Cunningham Michael E A, Donofrio Mary T, Peer Syed Murfad, Zurakowski David, Jonas Richard A, Sinha Pranava
Department of Cardiology, Children's National Health System, Washington, District of Columbia.
Department of Cardiovascular Surgery, Children's National Health System, Washington, District of Columbia.
Ann Thorac Surg. 2017 Mar;103(3):845-852. doi: 10.1016/j.athoracsur.2016.07.020. Epub 2016 Sep 28.

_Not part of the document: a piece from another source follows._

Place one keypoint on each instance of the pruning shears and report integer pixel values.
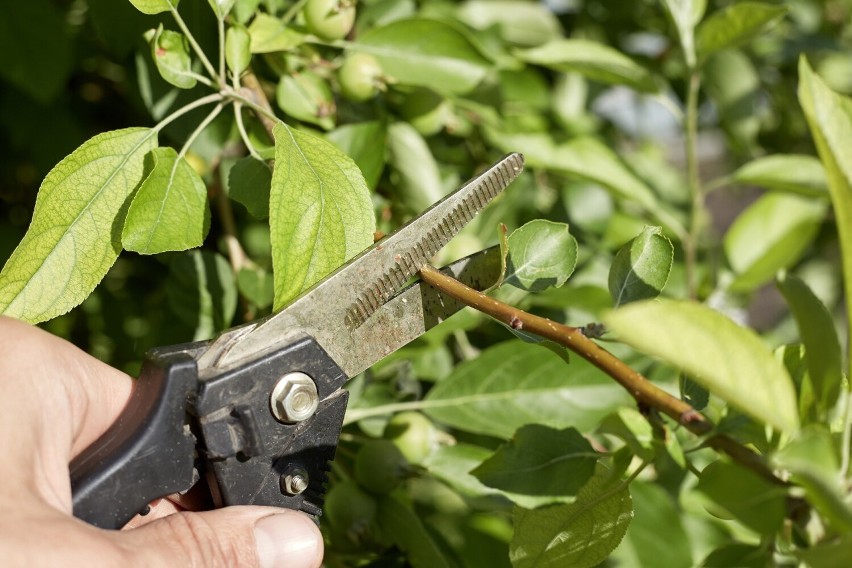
(257, 411)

We have previously demonstrated that early primary repair of tetralogy of Fallot with pulmonary stenosis (TOF) can be safely performed without increase in hospital resource utilization or compromise to surgical technical performance scores (TPS). We sought to identify the optimal timing for elective early primary repair of TOF with respect to intermediate-term reintervention.
Retrospective review of all patients with TOF undergoing elective primary repair between September 2004 and December 2013 was performed. Patients were stratified into reintervention group or no reintervention group. Multivariable Cox regression analysis identified independent predictors of reintervention. Youden's J-index in receiver operating characteristic analysis identified optimal age cutoff predictive of reintervention. Kaplan-Meier analysis with the log-rank test compared reintervention rates stratified by age and TPS.

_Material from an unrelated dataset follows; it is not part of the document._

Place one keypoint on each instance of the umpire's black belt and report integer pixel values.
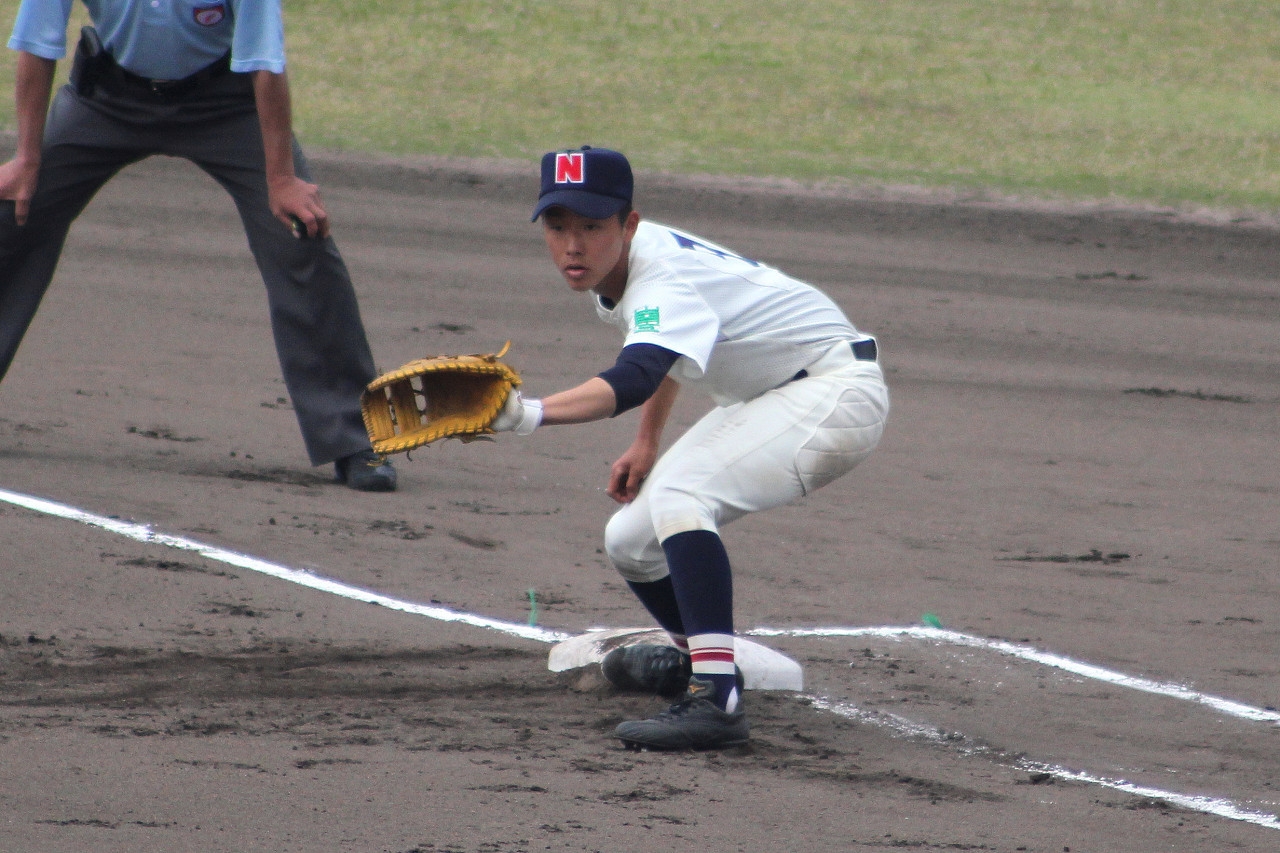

A total of 129 patients with median (interquartile range) age and weight of 78 days (56 to 111) and 5 kg (4.1 to 5.7), respectively, underwent primary repair. After a median (interquartile range) follow-up of 2.3 years (0.1 to 4.6), 18 patients (14%) required a total of 22 reinterventions. Youden's J-index revealed significantly lower risk of intermediate-term reintervention when repaired after 55 days of age (8% for >55 days old versus 31% for ≤55 days of age). Multivariable Cox regression identified age 55 days and younger (hazard ratio [HR] 4.5, 95% confidence interval [CI] 1.6 to 12.8, p = 0.004), valve sparing repair (HR 15.3, 95% CI 1.8 to 128.5, p < 0.001), residual right ventricular outflow tract (RVOT) gradient (HR 1.11, 95% CI 1.1 to 1.2, p < 0.001), and inadequate TPS (HR 21.5, 95% CI 7.4 to 63, p < 0.001) as independent predictors of overall intermediate-term reintervention.

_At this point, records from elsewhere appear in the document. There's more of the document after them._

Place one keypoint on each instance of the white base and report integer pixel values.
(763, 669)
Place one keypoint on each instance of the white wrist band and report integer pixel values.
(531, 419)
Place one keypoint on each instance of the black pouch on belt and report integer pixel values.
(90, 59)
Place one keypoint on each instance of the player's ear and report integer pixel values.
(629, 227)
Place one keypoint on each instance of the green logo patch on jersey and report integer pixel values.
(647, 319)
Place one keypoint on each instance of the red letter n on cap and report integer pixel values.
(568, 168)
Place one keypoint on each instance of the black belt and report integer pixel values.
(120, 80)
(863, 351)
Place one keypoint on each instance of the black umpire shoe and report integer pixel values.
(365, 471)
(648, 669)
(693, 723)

Elective repair in patients greater than 55 days of age, irrespective of size of the patient, can be safely performed without any increase in reintervention rates. Both residual peak RVOT gradient and TPS are effective in identifying patients at increased risk of reintervention.
我们之前已经证明,法洛四联症合并肺动脉狭窄(TOF)的早期一期修复可以安全进行,且不会增加医院资源利用,也不会影响手术技术性能评分(TPS)。我们试图确定TOF择期早期一期修复在中期再次干预方面的最佳时机。
对2004年9月至2013年12月期间所有接受择期一期修复的TOF患者进行回顾性研究。患者被分为再次干预组或无再次干预组。多变量Cox回归分析确定再次干预的独立预测因素。受试者工作特征分析中的约登指数确定了预测再次干预的最佳年龄临界值。采用Kaplan-Meier分析和对数秩检验比较按年龄和TPS分层的再次干预率。
共有129例患者接受了一期修复,年龄中位数(四分位间距)为78天(56至111天),体重中位数(四分位间距)为5 kg(4.1至5.7 kg)。在中位(四分位间距)随访2.3年(0.1至4.6年)后,18例患者(14%)共需要22次再次干预。约登指数显示,55日龄后进行修复的中期再次干预风险显著降低(>55日龄为8%,≤55日龄为31%)。多变量Cox回归确定55日龄及以下(风险比[HR] 4.5,95%置信区间[CI] 1.6至12.8,p = 0.004)、保留瓣膜修复(HR 15.3,95% CI 1.8至128.5,p < 0.001)、右心室流出道(RVOT)残余压差(HR 1.11,95% CI 1.1至1.2,p < 0.001)和TPS不足(HR 21.5,95% CI 7.4至63,p < 0.001)是总体中期再次干预的独立预测因素。
55日龄以上患者的择期修复,无论患者大小,均可安全进行,且再次干预率不会增加。RVOT残余峰值压差和TPS均能有效识别再次干预风险增加的患者。